By 2010, we thought we had more or less hit on a storage design that was going to give us all of the performance we needed. Unfortunately, despite having adequate storage processing, cache, network throughput and disk, we started getting very slow response time from our system. The slow response did not seem to be directly correlated to either computational or storage system load.

Fortunately, we were able to use some vendor-supplied analytics software to take a look at the workload of our system. We discovered that more than 40 percent of our total workload consisted of namespace read operations (figure 3 shows protocol operations per second over one week; the heatmap below shows the distribution of protocol operations by operation class). Namespace reads are operations that, rather than accessing data, query information about the file system. This happens, for instance, when you list the contents of a directory. Further investigation revealed that this was being caused primarily by certain bioinformatics programs that query "databases" of tens of thousands of files, which are "indexed" by their filename. We had thousands of these running at once, and while our storage was handling reads and writes quite well, it couldn't handle the namespace operations at this rate.

figure 3
Figure 3. Heatmap of file system operations

Since traditional disks store data on spinning platters, there is a typical delay time — known as seek time — to access nonsequential data. Namespace operations require a lot of nonsequential disk reads, which means that they are constrained by seek time. Solid-state disks (SSDs), which are now quite prevalent, don't use spinning platters, so their seek time is only limited by how fast they can transfer data to memory buffers. Various benchmarks report that SSDs can perform seeks as much as 40 times faster (or more) than the fastest magnetic disks. We worked with our vendor to deploy storage nodes that would include a small number of SSDs on each node to store the file system namespace information specifically (see figure 4). The end result was an immediate, dramatic improvement in file system responsiveness.

figure 4
Figure 4. SSD accelerated namespace

Although namespace reads may not be a problem for everyone, the basic point is that different workloads are best handled by different hardware, and there is a lot of hardware diversity out there. While many traditional solutions are optimized to handle only homogeneous hardware, some scale-out storage options allow the flexibility to install new nodes that can meet new storage challenges as they happen. In fact, with the multi-tiered storage options that some vendors offer these days, one can even scale different kinds of hardware independently. In these systems, one can have multiple kinds of storage node in the same file system. These combined capabilities allow modern systems to adapt to use modern hardware as needed, whether SSDs, the latest high-capacity disk, or the latest network technology.

Today and Going Forward

To date, we have installed roughly 1 PB of storage in 18 nodes of three different types. This design has provided us cost-effective and manageable storage capacity and performance that can scale with us as we grow. Today we find ourselves at a tipping point much like we were five years ago.
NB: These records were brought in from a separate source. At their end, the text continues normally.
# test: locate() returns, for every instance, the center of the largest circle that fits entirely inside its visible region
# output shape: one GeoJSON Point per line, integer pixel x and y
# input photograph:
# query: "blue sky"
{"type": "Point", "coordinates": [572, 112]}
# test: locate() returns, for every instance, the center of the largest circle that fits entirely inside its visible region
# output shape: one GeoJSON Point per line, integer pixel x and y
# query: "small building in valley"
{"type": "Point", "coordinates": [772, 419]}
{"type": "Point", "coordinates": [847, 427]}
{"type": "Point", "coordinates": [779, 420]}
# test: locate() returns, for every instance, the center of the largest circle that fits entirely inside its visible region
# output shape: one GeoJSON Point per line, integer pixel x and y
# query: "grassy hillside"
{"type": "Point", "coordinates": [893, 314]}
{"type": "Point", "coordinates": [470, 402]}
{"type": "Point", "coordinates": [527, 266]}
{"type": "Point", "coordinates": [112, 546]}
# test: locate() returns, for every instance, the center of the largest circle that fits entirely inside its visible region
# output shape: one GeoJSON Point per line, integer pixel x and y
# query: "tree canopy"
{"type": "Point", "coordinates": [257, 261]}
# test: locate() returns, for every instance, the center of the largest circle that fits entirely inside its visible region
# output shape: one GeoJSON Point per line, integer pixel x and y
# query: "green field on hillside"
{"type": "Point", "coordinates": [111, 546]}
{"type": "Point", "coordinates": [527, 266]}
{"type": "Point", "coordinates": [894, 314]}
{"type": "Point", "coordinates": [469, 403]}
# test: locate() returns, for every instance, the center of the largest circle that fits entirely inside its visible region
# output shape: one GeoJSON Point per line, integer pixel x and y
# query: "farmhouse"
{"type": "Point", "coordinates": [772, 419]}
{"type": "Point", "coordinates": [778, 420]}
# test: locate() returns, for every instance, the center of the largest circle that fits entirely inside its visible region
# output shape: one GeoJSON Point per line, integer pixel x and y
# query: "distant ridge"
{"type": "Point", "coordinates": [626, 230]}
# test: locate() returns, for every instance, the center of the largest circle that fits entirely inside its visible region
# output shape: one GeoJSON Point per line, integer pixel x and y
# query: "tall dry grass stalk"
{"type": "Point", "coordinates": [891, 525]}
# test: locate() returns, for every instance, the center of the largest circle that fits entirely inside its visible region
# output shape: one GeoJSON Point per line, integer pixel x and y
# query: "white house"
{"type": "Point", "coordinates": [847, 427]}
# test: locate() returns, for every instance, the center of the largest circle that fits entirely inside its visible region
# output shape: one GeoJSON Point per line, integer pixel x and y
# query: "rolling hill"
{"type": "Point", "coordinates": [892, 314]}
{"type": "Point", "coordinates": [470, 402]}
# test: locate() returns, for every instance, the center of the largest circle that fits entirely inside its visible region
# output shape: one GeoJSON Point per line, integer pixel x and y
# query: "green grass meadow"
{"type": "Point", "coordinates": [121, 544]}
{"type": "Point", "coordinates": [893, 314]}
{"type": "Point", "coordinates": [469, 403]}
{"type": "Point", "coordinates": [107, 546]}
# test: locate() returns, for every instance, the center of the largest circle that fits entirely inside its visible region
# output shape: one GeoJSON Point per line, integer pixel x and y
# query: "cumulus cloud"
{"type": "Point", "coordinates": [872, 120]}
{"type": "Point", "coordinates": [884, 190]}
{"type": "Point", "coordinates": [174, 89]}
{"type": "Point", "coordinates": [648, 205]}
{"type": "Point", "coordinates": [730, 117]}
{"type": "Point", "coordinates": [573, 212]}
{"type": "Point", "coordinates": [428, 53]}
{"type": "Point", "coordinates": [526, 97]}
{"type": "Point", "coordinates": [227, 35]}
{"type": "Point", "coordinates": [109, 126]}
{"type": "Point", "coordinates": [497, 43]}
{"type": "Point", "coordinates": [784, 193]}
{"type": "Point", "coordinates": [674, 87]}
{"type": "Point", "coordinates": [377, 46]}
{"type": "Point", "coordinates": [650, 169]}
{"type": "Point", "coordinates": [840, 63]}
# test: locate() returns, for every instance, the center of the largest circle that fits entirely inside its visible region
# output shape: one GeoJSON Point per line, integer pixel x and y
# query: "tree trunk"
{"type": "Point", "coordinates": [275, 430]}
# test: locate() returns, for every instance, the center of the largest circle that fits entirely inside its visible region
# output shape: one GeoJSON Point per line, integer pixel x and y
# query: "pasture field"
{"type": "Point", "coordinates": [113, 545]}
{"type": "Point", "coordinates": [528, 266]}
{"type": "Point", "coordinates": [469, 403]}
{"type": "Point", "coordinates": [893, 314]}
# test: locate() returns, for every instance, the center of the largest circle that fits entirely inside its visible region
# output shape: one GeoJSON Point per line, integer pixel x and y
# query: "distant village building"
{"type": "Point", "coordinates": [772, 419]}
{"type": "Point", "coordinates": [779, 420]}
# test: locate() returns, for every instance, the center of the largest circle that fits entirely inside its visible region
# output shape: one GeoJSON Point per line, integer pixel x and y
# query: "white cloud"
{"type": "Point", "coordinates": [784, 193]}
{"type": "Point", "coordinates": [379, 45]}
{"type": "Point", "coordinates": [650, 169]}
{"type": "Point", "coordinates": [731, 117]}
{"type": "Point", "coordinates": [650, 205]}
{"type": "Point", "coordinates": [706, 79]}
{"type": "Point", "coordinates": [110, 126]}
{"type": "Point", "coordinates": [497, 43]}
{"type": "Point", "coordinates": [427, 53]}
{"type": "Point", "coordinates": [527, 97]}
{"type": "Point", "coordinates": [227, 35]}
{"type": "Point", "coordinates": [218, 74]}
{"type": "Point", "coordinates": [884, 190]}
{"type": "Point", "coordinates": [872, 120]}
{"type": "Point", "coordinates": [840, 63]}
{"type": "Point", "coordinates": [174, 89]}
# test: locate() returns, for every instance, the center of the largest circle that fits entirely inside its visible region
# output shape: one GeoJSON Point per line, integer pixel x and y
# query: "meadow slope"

We hope to scale our computing performance by another order of magnitude and more than double our storage capacity over the next year. This time, however, we do not foresee major architectural changes to our storage environment. We expect to deploy new storage to meet our increased computing and capacity demands without data migration or major infrastructure changes. We will just scale up where we need it.

Note
  1. Michael S. Warren and John Wofford, "Astronomical Data Analysis with Commodity Components," recipient of the Best Research in High Performance Computing, Small System Storage Challenge category, at the SC07 conference.